Question

Sketch the space curve represented by the intersection of the surfaces. Then represent the curve by a vector-valued function using the given parameter. $$\text { Surfaces } \quad \text { Parameter }$$ $$ z=x^{2}+y^{2}, \quad z=4 \quad x=2 \cos t $$

Short answer

The space curve, represented by a vector-valued function, which is an intersection of the given surfaces, is given by \(r(t) = <2cos(t), 2sin(t), 4>\)

Step-by-step solution

Understanding the surfaces

Start by acknowledging the two given surfaces: \(z=x^{2}+y^{2}\) and \(z=4\).
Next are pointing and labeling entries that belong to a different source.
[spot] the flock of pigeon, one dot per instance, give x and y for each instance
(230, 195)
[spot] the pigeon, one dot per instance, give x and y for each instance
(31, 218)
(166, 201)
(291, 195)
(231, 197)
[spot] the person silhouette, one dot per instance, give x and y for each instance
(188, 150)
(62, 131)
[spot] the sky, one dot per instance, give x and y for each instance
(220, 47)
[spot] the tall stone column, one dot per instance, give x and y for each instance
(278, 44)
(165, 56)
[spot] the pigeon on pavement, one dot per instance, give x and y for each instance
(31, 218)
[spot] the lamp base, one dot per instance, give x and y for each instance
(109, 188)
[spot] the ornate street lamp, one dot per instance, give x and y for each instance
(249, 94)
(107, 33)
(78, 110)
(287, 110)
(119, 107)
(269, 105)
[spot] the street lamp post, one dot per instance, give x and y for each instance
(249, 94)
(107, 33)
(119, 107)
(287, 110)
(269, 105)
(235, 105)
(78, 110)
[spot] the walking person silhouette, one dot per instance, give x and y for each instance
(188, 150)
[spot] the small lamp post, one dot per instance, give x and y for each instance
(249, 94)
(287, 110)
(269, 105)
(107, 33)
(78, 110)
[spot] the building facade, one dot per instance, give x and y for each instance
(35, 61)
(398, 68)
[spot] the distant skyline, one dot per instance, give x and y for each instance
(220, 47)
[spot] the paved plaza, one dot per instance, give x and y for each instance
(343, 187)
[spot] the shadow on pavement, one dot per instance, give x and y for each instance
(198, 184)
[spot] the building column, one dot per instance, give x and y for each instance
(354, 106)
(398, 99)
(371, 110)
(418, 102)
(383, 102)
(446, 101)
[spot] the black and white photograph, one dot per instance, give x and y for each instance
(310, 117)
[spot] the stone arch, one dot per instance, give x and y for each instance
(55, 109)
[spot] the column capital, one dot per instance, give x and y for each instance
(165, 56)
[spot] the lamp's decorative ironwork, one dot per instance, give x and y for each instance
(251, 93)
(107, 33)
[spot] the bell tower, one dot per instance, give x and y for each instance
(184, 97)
The intersection between these two surfaces will help create a 3D curve, basically a circle in this case.

Finding the intersection

Replace \(z\) from the equation \(z=4\) into the equation \(z=x^{2}+y^{2}\), so you get \(4 = x^{2} + y^{2}\). This equation represents a circle in the xy-plane with radius \(r=2\). Because z-value is 4 for every point on the curve, this represents a circle of radius 2 in the plane z = 4.

Implementing the parameter

From the equation \(x = 2\cos t\), we can express \(y\) in terms of \(t\). Since \(4 = x^{2} + y^{2}\), it can be simplified to \(y = \sqrt{4 - x^{2}}\). Replacing \(x = 2\cos t\) in y's equation yields \(y = \sqrt{4 - (2\cos t)^{2}} = 2\sin t\).

Formulating a vector-valued function

The vector-valued function \(r(t)\) representing the space curve can be obtained by combining the parameterized x, y and z values: \(r(t) = = <2cos(t), 2sin(t), 4>\)